Upon their arrival at my cell, and after I had explained to them that henceforward I would not compel them to participate with me or with the jailor Jake (as they had come to call him) in the foul acts of sensual gratification, those spirit-soiling celebrations of life to which we had become habituated, I related to the two women the nature of my dream and the warnings and instructions I had received from my father and uncle. They both seemed greatly relieved and pleased with my obvious recovery from the disease of sensuality that had debilitated our wills for so long, and even Jacob Moon, when I had opened my experience of the dream to him, and my consequent resolution, seemed somewhat relieved and in a clear way impatient to get back downstairs to his office where, as I knew, he had a massy pile of paperwork awaiting his attention and signature. My wife’s cousin, Gina, indicated that she was already late for a prior appointment in the city, and afterwards, when she had taken her leave, I related to my wife my most recent conclusion, that I was compelled by circumstance and the law to order and have shipped to me a ready-made coffin from some coffin-maker among our brethren outside.
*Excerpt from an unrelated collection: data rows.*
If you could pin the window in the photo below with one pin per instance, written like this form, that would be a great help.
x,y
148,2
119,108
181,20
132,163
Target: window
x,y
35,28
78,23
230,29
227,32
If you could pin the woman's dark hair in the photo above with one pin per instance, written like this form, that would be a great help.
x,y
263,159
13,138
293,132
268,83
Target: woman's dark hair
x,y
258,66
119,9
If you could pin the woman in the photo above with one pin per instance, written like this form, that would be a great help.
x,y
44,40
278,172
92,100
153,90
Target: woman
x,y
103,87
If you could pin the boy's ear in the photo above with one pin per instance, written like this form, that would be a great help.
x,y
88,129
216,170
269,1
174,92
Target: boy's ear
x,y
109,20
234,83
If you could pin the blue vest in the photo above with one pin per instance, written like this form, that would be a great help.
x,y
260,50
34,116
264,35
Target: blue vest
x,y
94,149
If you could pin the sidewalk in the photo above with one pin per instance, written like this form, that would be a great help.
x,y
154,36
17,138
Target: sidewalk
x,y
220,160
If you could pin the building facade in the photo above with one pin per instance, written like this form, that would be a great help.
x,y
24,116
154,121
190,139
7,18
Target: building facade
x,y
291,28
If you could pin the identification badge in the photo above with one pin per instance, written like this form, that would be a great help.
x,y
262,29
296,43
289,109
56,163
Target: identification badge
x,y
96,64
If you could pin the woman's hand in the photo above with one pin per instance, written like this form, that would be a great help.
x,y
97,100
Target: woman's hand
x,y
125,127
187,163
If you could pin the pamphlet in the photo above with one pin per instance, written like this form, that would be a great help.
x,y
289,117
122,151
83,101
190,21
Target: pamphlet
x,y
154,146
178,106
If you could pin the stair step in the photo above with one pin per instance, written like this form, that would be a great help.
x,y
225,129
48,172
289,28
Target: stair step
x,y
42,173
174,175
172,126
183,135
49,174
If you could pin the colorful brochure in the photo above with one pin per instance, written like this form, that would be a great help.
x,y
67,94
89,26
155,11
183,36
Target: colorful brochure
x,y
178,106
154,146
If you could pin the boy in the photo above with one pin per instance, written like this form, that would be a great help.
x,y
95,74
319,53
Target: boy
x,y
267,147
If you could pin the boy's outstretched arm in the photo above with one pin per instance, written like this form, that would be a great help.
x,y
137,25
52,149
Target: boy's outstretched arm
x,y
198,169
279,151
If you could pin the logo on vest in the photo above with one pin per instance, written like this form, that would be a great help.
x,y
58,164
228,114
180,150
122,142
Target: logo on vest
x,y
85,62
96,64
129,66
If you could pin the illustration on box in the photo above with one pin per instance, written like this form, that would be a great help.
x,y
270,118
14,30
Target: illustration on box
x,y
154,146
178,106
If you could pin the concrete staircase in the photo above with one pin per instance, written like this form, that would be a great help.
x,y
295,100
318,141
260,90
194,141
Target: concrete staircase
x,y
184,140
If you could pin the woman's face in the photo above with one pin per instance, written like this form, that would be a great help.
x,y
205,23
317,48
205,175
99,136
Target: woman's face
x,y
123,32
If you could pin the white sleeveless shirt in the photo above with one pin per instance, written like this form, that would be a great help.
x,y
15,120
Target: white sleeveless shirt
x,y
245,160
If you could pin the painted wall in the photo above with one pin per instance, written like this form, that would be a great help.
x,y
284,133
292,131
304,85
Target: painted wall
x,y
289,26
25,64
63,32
As she is an extremely intelligent woman, she quickly pointed out to me that I would not be free to have a coffin shipped if anyone were able by examining it to determine that it was indeed a coffin, for to manufacture and distribute such items, as I more than any man must know, was a crime. In my excitement at the prospect, I had forgotten this obstacle. After a moment of dismay, however, I started up again with pleasure, for my wife suggested to me that I could surely receive a wooden cabinet or trunk, if one could be made and shipped to me, and especially if it were properly fitted out as a cabinet or trunk, so that any postal authority or prison examiner looking for contraband would, on inspecting it, conclude that the object was nothing more harmful to t
he common weal than a cabinet or trunk. She imaged such an object for me, pointing out that it could be made according to my specifications for a coffin, with the skin of it hinged and set with brass handles and with short legs attached to the base so as to resemble what is commonly called a hope chest and often used by young women for storing up their dowry of linens and clothing against the day when they marry (for that reason are they called hope chests). She further pointed out that it would be necessary to fill the chest with numerous items of cloth, linens, blankets and garments, &c., or the inspectors and surely my wiley jailor would discover the deceit, for they would know that I, as an impoverished prisoner, could not own sufficient items so as to require such a large chest for their storage.